Foto: Sergio Caddah/ FOTOSITE

1) Como e quando surgiu a marca?

Em dezembro de 2010, eu tinha acabado de me formar em Farmácia, mas sentia que não é aquilo que queria para a minha vida. Sempre fui apaixonada por praia e moda. A minha mãe tinha experiência com confecção, pois teve um ateliê de lingerie. Então, pensei que seria o casamento perfeito: minha paixão com a experiência dela. E não deu outra! Eu criava e a minha mãe e madrinha costuravam. A primeira compra de tecido foi de R$360,00. Não tinhamos capital pra investir. Foi um passinho de cada vez. Tudo começou na sala de casa. Meu pai viu o potencial e veio trabalhar com a gente. Por último, veio o meu irmão, que saiu da engenharia pra empreender. Cada um na sua área e a empresa tornou-se da família. Hoje, temos mais de 70 funcionários e três lojas físicas, além do e-commerce e revendas por todo o Brasil.

2) Como as referências do Brasil são vistas nas coleções?

Através do artesanal, das estampas e das modelagens. Uma vez, eu estava em Portugal com uma roupa da Borana. Fiquei impressionada como olhavam (chegavam a virar o pescoço, rsrs).  A estampa, o colorido, o modelo longo e soltinho chamavam muito a atenção. Sempre acontece de quando viajo pra fora, perguntarem onde comprei a roupa ou identificarem que sou brasileira.

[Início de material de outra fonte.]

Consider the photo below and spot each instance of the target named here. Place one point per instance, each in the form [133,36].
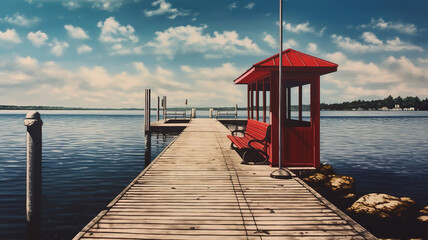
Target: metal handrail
[226,114]
[176,114]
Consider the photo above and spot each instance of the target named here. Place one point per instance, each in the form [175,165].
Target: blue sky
[104,53]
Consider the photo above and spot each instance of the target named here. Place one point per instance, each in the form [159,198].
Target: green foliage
[388,102]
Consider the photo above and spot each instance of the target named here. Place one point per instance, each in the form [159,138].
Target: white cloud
[76,32]
[374,44]
[20,20]
[120,38]
[407,28]
[113,32]
[9,36]
[165,8]
[37,38]
[357,79]
[71,5]
[232,6]
[250,5]
[84,49]
[291,43]
[269,40]
[57,47]
[301,27]
[215,86]
[107,5]
[191,39]
[312,47]
[371,38]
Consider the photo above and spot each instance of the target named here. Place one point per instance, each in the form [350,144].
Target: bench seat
[255,139]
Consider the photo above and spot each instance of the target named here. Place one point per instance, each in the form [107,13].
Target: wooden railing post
[34,174]
[158,111]
[147,111]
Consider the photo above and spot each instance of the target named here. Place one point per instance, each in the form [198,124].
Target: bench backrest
[258,130]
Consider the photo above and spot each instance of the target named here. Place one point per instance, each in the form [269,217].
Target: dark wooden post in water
[158,111]
[148,149]
[147,130]
[34,174]
[147,111]
[164,107]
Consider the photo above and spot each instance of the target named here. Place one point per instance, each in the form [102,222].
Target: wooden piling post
[34,174]
[164,107]
[157,116]
[147,111]
[148,149]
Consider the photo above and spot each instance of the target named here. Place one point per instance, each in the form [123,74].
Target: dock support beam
[34,174]
[157,116]
[147,111]
[164,107]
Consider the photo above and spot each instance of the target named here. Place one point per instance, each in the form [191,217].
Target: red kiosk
[302,138]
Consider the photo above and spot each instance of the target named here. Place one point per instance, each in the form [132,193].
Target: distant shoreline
[293,108]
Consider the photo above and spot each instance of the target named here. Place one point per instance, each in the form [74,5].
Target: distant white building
[396,108]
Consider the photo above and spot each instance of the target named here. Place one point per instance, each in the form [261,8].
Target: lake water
[90,156]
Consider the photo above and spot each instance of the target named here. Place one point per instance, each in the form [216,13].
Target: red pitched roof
[292,61]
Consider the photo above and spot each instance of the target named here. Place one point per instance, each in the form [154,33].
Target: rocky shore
[383,215]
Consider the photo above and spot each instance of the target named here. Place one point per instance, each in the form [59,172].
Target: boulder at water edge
[385,215]
[326,169]
[384,206]
[341,185]
[316,178]
[422,222]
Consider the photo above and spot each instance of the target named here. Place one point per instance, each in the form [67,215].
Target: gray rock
[316,178]
[326,169]
[340,184]
[384,206]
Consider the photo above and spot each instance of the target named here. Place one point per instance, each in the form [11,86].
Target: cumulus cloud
[107,5]
[38,38]
[120,38]
[250,5]
[71,5]
[26,81]
[269,40]
[357,79]
[216,84]
[76,32]
[373,44]
[232,6]
[9,36]
[407,28]
[312,47]
[301,27]
[291,43]
[20,20]
[165,9]
[58,47]
[84,49]
[191,39]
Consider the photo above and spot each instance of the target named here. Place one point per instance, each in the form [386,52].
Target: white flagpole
[280,173]
[280,87]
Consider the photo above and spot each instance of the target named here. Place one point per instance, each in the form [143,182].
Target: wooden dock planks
[197,189]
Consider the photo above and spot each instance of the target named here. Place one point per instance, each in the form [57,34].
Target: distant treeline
[14,107]
[388,102]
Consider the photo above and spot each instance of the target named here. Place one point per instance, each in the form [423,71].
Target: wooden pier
[197,189]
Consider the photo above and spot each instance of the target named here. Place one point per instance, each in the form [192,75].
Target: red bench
[254,142]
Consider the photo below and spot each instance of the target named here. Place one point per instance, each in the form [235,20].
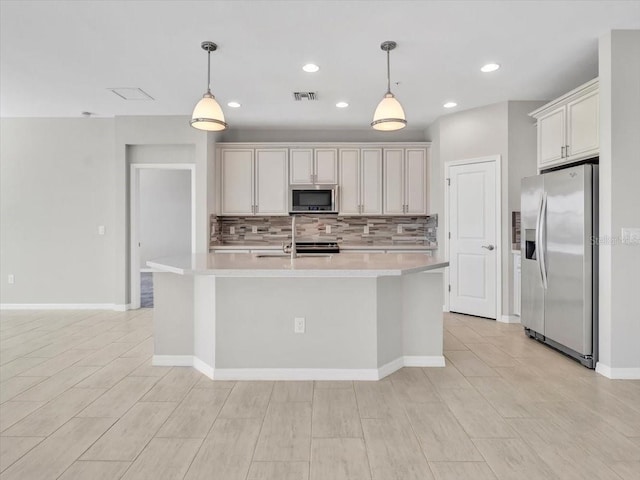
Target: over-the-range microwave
[313,199]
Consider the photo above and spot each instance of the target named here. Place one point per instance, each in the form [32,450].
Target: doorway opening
[162,221]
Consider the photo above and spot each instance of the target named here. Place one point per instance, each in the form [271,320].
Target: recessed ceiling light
[490,67]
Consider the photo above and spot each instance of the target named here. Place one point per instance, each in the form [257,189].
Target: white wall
[61,179]
[165,213]
[57,188]
[619,72]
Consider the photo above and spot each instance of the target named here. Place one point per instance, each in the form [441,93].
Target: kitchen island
[362,316]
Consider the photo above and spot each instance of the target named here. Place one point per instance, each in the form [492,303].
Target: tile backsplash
[374,230]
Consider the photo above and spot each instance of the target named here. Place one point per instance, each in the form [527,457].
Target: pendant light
[207,115]
[389,114]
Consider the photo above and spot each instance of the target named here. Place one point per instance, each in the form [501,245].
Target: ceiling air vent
[131,93]
[298,96]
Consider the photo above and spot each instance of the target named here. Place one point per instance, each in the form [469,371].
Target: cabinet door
[393,181]
[271,188]
[301,166]
[416,181]
[371,181]
[326,165]
[551,136]
[237,182]
[583,131]
[349,186]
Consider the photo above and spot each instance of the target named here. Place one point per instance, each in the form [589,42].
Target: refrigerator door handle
[542,254]
[537,248]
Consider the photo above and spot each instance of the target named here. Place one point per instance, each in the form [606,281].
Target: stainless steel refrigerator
[559,227]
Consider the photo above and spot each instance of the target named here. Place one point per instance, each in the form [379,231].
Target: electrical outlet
[630,235]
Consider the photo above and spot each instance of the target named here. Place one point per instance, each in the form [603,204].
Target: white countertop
[337,265]
[342,247]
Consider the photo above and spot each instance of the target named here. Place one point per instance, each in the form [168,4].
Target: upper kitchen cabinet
[313,165]
[360,181]
[568,127]
[254,181]
[405,181]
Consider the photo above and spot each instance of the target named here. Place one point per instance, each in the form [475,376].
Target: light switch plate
[631,235]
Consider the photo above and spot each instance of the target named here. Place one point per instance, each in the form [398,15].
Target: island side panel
[172,319]
[255,323]
[204,326]
[422,298]
[389,330]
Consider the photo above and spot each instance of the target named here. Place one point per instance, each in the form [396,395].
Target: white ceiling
[58,58]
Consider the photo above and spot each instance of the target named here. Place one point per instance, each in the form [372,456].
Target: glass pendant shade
[389,115]
[207,115]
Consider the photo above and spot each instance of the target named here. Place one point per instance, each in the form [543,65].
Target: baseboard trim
[203,367]
[361,374]
[389,368]
[423,361]
[509,319]
[172,361]
[62,306]
[618,373]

3) Qual a mensagem principal da coleção defilada na SPFW?

Paz, amor e liberdade. A gente traduziu, de um jeito nosso, os anos 70. O lema dessa década nos inspira a buscar um mundo melhor, mais leve e livre, onde as pessoas possam exercer o seu afeto, ser e vestir o que elas quiserem, sem julgamentos.

4) De que forma o feito à mão e a sustentabilidade são trabalhados na Borana?

O feito à mão acontece nos mínimos detalhes. Por exemplo, ao invés de colocar uma ponteirinha de metal na calcinha, colocamos uma artesanal, de linha e miçangas, feitas por artesãs, que muitas vezes são senhoras que não tinham mais tanta perspectiva de trabalho. Tem o crochê, o macramê, estampas pintadas à mão. A gente ama todo o tipo de trabalho artesanal. Valorizar essa mão-de-obra é muito gratificante e vamos levar isso sempre, em cada peça, cada vez mais e mais. A sustentabilidade é ambiental, social e econômica. Vem desde a escolha da matéria-prima até a preocupação com o descarte final, no qual doamos os retalhos pra uma comunidade de artesãs que fazem chaveirinhos, roupinhas de boneca e descanso de porta. Nós criamos laços de respeito e de cuidado com os funcionários, colaboradores e clientes.